Tapestry Opera presents the soprano Carla Huhtanen, who is especially known for her performances of contemporary music, and the Montreal composer, turntable artist and electronics specialist Nicole Lizée in a multimedia concert at the Ernest Balmer Studio in the Distillery District March 20 and 21.

There is some speculation that the composer John Dowland was actually Irish and that his name is a variant on Dolan. That is the starting point for Dowland in Dublin, a concert at Trinity-St.Paul’s Centre March 27 and 28, in which tenor Michael Slattery and Ensemble La Nef will give us an Irish version of Dowland’s songs

Other Events: Capella Intima and the Gallery Players of Niagara present “An Evening of Antient Music” at Trinity-St. Paul’s Centre on March 6. The program includes music from Purcell’s Dido and Aeneas as well as a selection of rounds, catches and airs. The singers are Sheila Dietrich, soprano, Jenny Enns Modolo. alto, Bud Roach. tenor, and David Roth, baritone.

“Fairest Isle,” a concert at Rosedale United Church on March 8 of English music, includes works by Dowland, Purcell, Handel, Vaughan Williams and Britten. The singers are Deborah Overes, contralto, and Robert Missen, tenor

The Talisker Players present “On a Darkling Plain” at Trinity-St. Paul’s Centre, March 10 and 11 The program will include Dover Beach by Barber, the Seven Romances on Poems by Alexander Blok by Shostakovich and the Akhmatova Poems by Tavener. The singers are Ilana Zarankin, soprano, and Joel Allison, baritone.

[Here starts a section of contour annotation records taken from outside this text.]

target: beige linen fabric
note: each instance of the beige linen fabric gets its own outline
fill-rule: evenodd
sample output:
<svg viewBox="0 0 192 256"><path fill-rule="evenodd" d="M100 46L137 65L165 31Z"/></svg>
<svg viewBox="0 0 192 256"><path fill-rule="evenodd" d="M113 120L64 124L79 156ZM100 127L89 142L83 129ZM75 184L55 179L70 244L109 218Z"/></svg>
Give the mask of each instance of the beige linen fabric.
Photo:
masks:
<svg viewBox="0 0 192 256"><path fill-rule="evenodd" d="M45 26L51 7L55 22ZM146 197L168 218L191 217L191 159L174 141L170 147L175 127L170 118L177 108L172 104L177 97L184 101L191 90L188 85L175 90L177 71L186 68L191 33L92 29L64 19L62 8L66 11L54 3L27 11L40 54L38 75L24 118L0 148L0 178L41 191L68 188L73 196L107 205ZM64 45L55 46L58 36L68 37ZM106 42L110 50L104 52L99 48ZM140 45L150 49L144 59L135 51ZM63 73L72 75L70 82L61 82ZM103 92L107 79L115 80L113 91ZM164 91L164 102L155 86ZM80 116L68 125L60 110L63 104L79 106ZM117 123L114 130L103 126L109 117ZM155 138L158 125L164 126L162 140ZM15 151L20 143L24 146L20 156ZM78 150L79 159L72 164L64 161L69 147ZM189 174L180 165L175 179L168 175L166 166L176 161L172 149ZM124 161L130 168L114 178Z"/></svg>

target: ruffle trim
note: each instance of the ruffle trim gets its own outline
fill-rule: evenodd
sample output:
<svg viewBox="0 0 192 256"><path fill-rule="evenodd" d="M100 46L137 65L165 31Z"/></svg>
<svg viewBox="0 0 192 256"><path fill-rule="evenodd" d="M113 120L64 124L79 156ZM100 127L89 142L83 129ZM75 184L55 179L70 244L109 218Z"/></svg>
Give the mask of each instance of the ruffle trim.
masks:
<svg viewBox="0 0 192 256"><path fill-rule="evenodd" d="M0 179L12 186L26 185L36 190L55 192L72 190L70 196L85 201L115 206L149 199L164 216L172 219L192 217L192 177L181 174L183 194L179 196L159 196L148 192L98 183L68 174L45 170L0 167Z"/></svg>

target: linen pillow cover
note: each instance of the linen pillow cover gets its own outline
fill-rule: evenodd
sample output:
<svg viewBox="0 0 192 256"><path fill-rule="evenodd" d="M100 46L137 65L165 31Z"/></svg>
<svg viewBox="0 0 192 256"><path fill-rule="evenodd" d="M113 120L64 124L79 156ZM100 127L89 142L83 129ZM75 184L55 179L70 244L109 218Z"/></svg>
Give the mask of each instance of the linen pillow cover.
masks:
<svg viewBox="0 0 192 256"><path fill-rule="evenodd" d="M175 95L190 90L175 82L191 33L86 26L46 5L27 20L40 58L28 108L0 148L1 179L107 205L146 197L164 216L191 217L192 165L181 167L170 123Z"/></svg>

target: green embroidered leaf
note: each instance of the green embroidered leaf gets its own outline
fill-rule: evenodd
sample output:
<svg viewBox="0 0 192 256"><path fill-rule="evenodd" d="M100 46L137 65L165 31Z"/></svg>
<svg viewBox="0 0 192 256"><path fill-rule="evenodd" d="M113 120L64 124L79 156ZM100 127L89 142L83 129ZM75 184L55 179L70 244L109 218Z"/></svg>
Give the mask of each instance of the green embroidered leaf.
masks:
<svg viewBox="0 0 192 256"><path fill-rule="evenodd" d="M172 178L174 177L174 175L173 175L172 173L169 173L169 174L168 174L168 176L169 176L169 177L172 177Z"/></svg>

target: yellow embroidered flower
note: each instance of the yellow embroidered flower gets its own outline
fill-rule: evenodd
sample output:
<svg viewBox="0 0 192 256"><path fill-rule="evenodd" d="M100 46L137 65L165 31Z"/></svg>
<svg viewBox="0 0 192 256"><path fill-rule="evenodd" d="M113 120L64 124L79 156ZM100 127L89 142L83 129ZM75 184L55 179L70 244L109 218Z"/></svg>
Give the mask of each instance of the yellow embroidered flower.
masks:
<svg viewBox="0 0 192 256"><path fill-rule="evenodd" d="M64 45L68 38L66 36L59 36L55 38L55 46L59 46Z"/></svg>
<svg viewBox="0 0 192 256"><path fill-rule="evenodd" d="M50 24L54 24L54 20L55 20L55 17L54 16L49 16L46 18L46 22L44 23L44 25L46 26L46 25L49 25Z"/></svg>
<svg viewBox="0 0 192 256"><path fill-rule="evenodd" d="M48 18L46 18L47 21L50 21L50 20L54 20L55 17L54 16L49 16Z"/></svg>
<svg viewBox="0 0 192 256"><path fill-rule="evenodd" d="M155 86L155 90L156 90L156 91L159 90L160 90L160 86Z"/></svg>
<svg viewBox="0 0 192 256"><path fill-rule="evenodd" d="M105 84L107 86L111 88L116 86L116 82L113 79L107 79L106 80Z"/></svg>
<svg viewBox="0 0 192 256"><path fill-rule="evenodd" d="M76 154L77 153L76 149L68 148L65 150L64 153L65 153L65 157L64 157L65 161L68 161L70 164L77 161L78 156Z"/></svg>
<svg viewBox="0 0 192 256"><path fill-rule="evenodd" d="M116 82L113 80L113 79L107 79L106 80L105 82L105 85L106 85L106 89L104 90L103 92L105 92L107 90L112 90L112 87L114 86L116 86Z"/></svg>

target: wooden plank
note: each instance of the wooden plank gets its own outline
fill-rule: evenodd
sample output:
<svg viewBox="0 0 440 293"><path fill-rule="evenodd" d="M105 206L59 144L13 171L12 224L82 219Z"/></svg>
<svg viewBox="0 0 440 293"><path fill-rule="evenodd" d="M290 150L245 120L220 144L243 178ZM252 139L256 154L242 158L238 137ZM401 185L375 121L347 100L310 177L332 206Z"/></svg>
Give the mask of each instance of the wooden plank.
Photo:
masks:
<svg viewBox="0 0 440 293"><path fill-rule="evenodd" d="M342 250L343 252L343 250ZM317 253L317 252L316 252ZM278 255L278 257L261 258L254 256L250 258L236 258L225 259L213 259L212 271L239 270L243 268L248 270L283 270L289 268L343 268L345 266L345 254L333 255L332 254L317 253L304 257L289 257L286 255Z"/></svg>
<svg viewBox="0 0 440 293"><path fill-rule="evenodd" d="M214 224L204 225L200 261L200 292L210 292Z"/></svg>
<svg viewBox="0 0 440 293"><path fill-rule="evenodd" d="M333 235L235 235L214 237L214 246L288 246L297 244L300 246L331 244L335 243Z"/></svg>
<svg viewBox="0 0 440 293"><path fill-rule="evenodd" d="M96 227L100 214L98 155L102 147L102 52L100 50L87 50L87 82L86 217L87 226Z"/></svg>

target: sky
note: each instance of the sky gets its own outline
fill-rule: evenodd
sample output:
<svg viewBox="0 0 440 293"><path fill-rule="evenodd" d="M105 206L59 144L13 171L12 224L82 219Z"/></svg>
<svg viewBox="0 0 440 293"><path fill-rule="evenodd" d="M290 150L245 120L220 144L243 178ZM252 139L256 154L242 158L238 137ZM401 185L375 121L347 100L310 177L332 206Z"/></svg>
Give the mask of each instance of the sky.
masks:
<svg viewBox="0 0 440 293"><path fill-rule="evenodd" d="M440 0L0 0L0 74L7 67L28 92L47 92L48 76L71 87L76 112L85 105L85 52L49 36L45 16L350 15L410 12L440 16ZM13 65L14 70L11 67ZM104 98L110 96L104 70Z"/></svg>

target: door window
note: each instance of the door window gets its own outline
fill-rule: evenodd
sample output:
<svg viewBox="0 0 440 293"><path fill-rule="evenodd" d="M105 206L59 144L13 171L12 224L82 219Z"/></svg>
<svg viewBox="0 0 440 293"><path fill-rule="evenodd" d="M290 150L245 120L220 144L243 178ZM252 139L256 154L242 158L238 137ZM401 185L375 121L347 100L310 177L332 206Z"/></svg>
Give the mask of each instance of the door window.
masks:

Tafelmusik presents Bach’s St. John’s Passion at Trinity-St. Paul’sCentre March 19 to 22. Soloists are Julia Doyle, soprano, DanielTaylor, countertenor, Charles Daniels, tenor, and Peter Harvey, baritone.

Maureen Batt, soprano, performs in a recital of new music from New Mexico to Nova Scotia at Heliconian Hall March 27.

A free concert at the Canadian Music Centre at 2pm March 28 will include the Visions infernales d’après des poèmes de Max Jacob by Henri Sauguet, to be sung by the baritone Grant Allert.

Danie Friesen, soprano, will sing Schumann’s opus 39 Liederkreis and Fiançailles pour rire by Poulenc at the Gallery 345 March 29.